協議内容がまとまったら、その内容を遺産分割協議書に残すようにしましょう。遺産分割協議書の書式に決まりはありませんが、以下の内容は特に重要な項目なので、忘れずに記載するようにしましょう。
・被相続人の氏名と亡くなった日付
・協議に参加した相続人と、その相続人が協議内容に合意している旨
・分割する相続財産の内容
・相続人全員の署名と住所、押印(実印)
遺産分割協議書の作成は必須ではありませんが、預金や不動産などの名義変更手続きに本文書が必要です。また、後にトラブルが発生した際に相続内容を法的に示す文書としても有効ですので、万が一の場合に備えて遺産分割協議書はぜひ作成するようにしましょう。
遺産分割協議を行う際に注意したいポイント
遺言分割協議を行う前に、まず遺言書が本当に存在していないかを確認しましょう。
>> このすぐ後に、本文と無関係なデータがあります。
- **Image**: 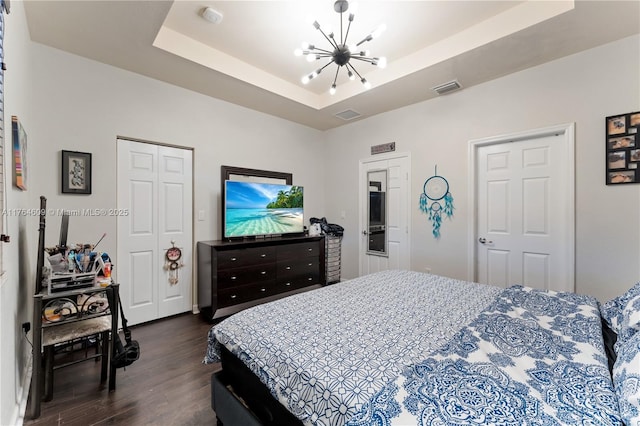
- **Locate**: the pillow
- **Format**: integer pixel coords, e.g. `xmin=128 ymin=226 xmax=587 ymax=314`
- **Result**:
xmin=601 ymin=282 xmax=640 ymax=333
xmin=612 ymin=331 xmax=640 ymax=425
xmin=618 ymin=294 xmax=640 ymax=346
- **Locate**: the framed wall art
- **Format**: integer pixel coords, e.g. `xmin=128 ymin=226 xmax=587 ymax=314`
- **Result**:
xmin=61 ymin=150 xmax=92 ymax=194
xmin=11 ymin=116 xmax=27 ymax=190
xmin=606 ymin=111 xmax=640 ymax=184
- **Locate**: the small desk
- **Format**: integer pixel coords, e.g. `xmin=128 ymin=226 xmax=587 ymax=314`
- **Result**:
xmin=31 ymin=283 xmax=119 ymax=419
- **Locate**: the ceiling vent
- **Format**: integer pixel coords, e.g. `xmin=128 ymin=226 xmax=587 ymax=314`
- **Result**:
xmin=432 ymin=79 xmax=462 ymax=96
xmin=335 ymin=109 xmax=362 ymax=121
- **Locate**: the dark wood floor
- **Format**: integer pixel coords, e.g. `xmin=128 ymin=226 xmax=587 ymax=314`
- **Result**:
xmin=24 ymin=313 xmax=221 ymax=426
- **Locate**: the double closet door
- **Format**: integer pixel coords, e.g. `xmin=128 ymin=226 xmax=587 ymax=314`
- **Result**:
xmin=117 ymin=139 xmax=193 ymax=325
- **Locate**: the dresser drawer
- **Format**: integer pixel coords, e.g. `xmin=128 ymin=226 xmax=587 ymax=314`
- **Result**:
xmin=217 ymin=247 xmax=276 ymax=269
xmin=277 ymin=272 xmax=320 ymax=291
xmin=277 ymin=241 xmax=321 ymax=260
xmin=218 ymin=264 xmax=277 ymax=289
xmin=277 ymin=257 xmax=320 ymax=279
xmin=218 ymin=282 xmax=277 ymax=307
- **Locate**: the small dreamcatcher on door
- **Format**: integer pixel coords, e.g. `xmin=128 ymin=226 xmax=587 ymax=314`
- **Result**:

協議を行った後に遺言書が見つかると、トラブルに発展する可能性も。遺言書は、自宅以外にも公証役場や法務局で保管されている場合もあります。念のため遺言書の保管有無について確認しておくと安心です。
遺産分割協議に実施期限はありません。一方で、相続税の申告期限は故人が亡くなった事実を知った翌日から10か月以内です。申告が遅れてしまった場合は、延滞税が課税されてしまいます。申告期限に間に合わせるためにも、速やかに協議を開始することをおすすめします。
遺産分割協議書は、記載内容に誤りがあると効力をもちません。例えば、相続する不動産の住所が実際の登記と異なる記載になっていると相続ができず、再度相続人全員から署名と押印をもらって協議書を作り直す必要があります。こういった手戻りを避けるためにも、相続財産が多岐に渡る場合には、協議書の作成に対して弁護士など法律の専門家からアドバイスを受けておくと良いでしょう。
まとめ
今回は、遺産分割協議の進め方と注意したいポイントについてご紹介しました。遺産分割協議は、大切な故人の財産を相続人全員が納得して分割する上で大切な話し合いです。後の相続トラブルを避けるためにも、ぜひ今回の記事を円滑な遺産分割協議の参考にしてくださいね。